I needed something else. I needed the kind of food a fat man would eat, and I made my way to the tuck shop where Lundy always used to eat whenever he came to Petone. It’s now called the Shoreline, a small, narrow shop, and there was a queue outside the door at lunchtimes. Punters chose from waffle dogs and scotch eggs and yoyos. I went for the healthy option: a bun topped with tinned spaghetti and melted cheese. Lundy h
ad ordered a bacon and egg sandwich that morning of the deaths, and had eaten it in his car. I took my feed and ate sitting on the sand. Black-backed seagulls floated on the gentle tide. On the wharf, a fisherman marked his line with an orange balloon. He was after kahawai. I ambled over for a chat. He’d heard that someone caught a kingfish earlier that week. It was a beautiful summer’s day. ‘If it wasn’t for this breeze,’ he said, ‘we’d cook.’
The drab, grey beach, the inelegant lump of Somes Island in the harbour, the dark surrounding hills . . . Petone held the answer to the crime. This is where it started with Lundy that night, or where it ended. Petone, the gateway to the teeming bogan savages of the Hutt Valley; Petone, where the first colonists arrived on 22 January 1840, on the Aurora, and were taken ashore on small boats. Maori gave them fish and potatoes. It was a day in summer, but the scene would have looked miserable — a tatty shoreline, a swamp. ‘A wild and stern reality,’ as early settler John Plimmer put it. Petone’s settlement and its emergence as an industrial kind of Hell was recorded at the Settlers Museum, across the road from the Shoreline tuck shop. For years, blood and offal ran red into the harbour from the Gear Meats slaughterhouse, and the satanic mills of Colgate, Rinso and Lux created Petone’s working-class foundations. There was a small Maori urupa, with its water tap to cleanse the hands of visitors to the cemetery, squeezed in a depressing rectangle of land in between factories.
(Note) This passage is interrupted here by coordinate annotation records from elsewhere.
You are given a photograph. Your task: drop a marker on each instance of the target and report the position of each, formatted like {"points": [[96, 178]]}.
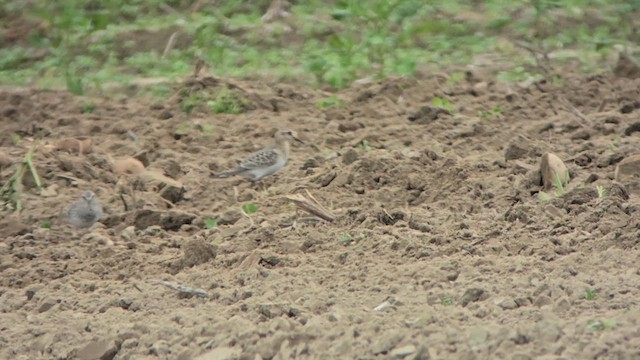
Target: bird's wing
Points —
{"points": [[261, 159]]}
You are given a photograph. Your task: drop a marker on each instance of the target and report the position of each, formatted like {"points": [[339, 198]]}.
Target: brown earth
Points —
{"points": [[438, 215]]}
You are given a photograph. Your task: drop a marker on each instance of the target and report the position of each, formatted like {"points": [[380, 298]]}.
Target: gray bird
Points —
{"points": [[85, 212], [266, 161]]}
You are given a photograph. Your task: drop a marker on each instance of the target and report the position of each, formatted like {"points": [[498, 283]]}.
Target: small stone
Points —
{"points": [[552, 168], [508, 304], [514, 151], [542, 300], [160, 348], [473, 295], [99, 350], [562, 305], [402, 352], [173, 194], [635, 127], [196, 252], [581, 135], [229, 217], [349, 126], [628, 173], [46, 305], [128, 233], [350, 157]]}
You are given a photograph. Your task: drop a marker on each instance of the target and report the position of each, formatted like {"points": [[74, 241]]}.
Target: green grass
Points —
{"points": [[85, 45]]}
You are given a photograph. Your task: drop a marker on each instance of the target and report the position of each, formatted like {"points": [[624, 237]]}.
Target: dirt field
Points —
{"points": [[441, 248]]}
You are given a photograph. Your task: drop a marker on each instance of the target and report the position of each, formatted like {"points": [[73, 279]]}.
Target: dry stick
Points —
{"points": [[311, 205], [170, 44], [124, 202], [184, 289]]}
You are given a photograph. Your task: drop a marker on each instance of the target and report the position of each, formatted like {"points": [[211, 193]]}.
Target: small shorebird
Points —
{"points": [[267, 161], [85, 212]]}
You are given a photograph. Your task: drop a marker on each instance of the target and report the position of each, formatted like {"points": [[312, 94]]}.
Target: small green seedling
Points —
{"points": [[363, 145], [492, 113], [332, 101], [211, 223], [600, 325], [88, 108], [443, 104], [249, 208], [559, 182]]}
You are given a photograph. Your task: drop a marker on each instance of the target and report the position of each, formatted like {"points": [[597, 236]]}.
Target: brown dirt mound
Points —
{"points": [[439, 226]]}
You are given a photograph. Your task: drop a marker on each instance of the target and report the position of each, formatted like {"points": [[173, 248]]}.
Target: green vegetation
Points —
{"points": [[88, 46]]}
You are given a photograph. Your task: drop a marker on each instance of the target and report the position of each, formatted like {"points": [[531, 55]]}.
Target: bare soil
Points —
{"points": [[441, 248]]}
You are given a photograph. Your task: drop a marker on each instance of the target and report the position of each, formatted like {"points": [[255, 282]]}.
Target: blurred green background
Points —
{"points": [[87, 46]]}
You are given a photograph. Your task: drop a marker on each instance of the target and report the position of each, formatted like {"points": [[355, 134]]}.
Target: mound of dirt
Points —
{"points": [[442, 245]]}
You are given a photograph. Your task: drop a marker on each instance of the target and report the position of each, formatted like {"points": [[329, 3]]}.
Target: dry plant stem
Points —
{"points": [[247, 216], [170, 43], [311, 205], [184, 289]]}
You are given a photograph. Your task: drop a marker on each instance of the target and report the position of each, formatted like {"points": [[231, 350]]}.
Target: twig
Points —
{"points": [[247, 216], [184, 289], [170, 43], [311, 205], [126, 207]]}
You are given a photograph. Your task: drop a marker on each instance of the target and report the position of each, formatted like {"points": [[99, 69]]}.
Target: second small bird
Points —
{"points": [[267, 161]]}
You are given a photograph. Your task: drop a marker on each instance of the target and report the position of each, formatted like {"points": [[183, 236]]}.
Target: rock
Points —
{"points": [[196, 252], [46, 305], [160, 349], [350, 157], [628, 173], [143, 157], [508, 304], [551, 167], [515, 151], [173, 194], [402, 351], [635, 127], [170, 220], [229, 217], [128, 233], [99, 350], [473, 295], [542, 300], [350, 126], [128, 166], [172, 169]]}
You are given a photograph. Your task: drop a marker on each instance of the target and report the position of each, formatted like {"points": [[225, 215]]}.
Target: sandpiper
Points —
{"points": [[85, 212], [267, 161]]}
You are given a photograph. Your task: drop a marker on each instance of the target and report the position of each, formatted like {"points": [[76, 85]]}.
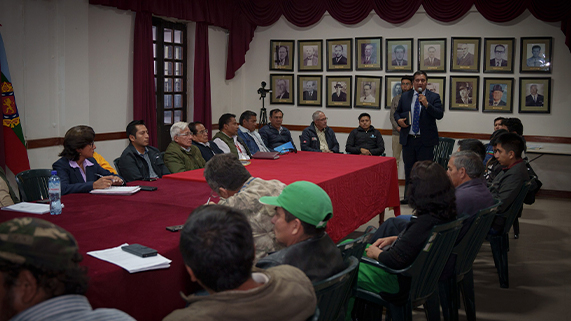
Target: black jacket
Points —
{"points": [[310, 141], [133, 167], [370, 139]]}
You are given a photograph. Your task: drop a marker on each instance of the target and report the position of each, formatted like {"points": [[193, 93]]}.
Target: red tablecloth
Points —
{"points": [[360, 187], [104, 221]]}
What happened in Petone on the night of the dead on 29/30 August 2000? Something? Nothing? The more time I spent in Petone, the more I was convinced that the jury — that everyone in the courtroom — needed to be taken there on an outing, to peer into his motel room (Petone locals referred to the Foreshore as ‘Lundy’s Motel’), to queue for a yoyo or some such treat at the Shoreline, to perambulate The Esplanade where he said he had parked under a streetlight in the early evening to read The Icarus Agenda by Robert Ludlum (‘Readers will be hooked’ — New York Times), and to try to picture the Crown’s lurid, possibly fantastically improbable version of events, which had him driving under cloak of darkness along The Esplanade and the Hutt motorway to execute his family and thence return to the Hutt motorway and The Esplanade at, oh, say, 5am.